"They might know that you couldn't possibly have hay-fever."

I sat up suddenly and spoke to Beatrice.

"Why on earth SHOULDN'T I have hay-fever?" I demanded. "Have you any idea what hay-fever is? I suppose you think I ought to be running about wildly, trying to eat hay—or yapping and showing an unaccountable aversion from dried grass? I take it that there are grades of hay-fever, as there are of everything else. I have it at present in a mild form. Instead of being thankful that it is no worse, you—"

"My dear boy, hay-fever is a thing people have all their lives, and it comes on every summer. You've never even pretended to have it before this year."

"Yes, but you must start SOME time. I'm a little backward, perhaps.
Just because there are a few infant prodigies about, don't despise
me. In a year or two I shall be as regular as the rest of them." And
I sneezed again.

Beatrice got up with an air of decision and left the room. For a moment I thought she was angry and had gone for a policeman, but as the minutes went by and she didn't return I began to fear that she might have left the house for good.

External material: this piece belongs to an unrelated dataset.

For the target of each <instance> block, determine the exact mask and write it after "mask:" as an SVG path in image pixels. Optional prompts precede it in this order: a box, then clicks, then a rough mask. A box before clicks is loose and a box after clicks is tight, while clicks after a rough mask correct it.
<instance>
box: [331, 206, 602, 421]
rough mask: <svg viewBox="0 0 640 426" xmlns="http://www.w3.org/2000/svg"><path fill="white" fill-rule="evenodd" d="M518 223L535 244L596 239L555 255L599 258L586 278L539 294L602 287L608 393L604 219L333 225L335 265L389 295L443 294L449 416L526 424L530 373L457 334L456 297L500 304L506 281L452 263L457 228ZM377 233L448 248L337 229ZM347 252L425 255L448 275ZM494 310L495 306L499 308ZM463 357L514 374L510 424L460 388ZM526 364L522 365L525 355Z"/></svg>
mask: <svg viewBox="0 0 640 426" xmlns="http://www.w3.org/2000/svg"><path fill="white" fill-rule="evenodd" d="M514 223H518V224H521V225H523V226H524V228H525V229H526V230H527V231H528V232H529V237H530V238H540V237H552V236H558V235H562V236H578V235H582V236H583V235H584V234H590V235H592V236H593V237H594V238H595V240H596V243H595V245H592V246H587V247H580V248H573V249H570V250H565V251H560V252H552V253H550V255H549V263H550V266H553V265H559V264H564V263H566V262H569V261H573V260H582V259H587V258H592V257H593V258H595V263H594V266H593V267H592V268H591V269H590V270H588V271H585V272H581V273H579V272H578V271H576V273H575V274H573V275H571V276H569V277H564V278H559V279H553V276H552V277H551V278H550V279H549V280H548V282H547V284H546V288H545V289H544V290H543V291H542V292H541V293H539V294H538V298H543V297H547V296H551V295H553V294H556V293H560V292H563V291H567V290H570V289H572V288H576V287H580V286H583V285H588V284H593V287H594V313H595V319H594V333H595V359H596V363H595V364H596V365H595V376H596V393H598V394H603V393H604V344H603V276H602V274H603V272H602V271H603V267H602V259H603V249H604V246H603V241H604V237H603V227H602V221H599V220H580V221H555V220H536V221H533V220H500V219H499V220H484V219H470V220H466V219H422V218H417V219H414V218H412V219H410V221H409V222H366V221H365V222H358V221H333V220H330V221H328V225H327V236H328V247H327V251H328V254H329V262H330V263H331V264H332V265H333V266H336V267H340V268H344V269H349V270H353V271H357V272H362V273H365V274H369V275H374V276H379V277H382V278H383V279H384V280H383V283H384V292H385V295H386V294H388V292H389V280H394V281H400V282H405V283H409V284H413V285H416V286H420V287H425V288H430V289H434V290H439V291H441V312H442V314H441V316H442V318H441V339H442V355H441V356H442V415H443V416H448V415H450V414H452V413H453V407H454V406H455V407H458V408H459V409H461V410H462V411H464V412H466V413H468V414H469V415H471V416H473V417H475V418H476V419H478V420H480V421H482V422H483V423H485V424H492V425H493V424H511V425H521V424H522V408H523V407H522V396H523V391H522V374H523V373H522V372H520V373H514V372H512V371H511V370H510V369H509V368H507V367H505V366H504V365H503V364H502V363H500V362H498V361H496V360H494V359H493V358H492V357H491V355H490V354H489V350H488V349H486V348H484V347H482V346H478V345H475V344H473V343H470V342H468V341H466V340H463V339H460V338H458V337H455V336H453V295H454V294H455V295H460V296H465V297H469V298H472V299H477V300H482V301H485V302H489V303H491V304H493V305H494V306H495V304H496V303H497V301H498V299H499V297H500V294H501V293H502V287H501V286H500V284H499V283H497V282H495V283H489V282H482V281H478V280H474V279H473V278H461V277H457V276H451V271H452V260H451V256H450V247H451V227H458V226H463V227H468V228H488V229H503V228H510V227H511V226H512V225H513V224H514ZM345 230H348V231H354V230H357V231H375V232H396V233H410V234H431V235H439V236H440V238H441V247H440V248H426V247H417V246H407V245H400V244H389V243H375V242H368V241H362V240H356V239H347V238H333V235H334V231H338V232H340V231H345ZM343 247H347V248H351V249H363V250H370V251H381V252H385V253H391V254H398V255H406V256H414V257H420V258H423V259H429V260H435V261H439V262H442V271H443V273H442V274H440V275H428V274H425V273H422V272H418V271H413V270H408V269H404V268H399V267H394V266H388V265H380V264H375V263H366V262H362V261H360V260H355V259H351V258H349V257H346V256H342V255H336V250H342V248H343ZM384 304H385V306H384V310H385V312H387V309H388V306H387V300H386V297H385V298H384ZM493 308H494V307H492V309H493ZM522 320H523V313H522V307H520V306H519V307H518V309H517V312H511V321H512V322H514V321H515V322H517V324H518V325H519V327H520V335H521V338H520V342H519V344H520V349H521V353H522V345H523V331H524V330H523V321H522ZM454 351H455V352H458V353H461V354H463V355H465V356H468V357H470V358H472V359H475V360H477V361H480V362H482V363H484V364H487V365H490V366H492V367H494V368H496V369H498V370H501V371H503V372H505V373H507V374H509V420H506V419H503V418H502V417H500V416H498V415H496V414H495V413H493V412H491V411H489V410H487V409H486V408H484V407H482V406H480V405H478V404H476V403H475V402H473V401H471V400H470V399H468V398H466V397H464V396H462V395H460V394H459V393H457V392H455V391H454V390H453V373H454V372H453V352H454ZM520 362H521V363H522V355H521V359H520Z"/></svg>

I was wondering how I should break the news to her husband when, to my relief, she came in again.

"You may be right," she said, putting down a small package and unpinning her hat. "Try this. The chemist says it's the best hay-fever cure there is."

"It's in a lot of languages," I said as I took the wrapper off. "I suppose German hay is the same as any other sort of hay? Oh, here it is in English. I say, this is a what-d'-you-call-it cure."

"So the man said."

"Homeopathic. It's made from the pollen that causes hay-fever. Yes. Ah, yes." I coughed slightly and looked at Beatrice out of the corner of my eye. "I suppose," I said carelessly, "if anybody took this who HADN'T got hay-fever, the results might be rather—I mean that he might then find that he-in fact, er—HAD got it."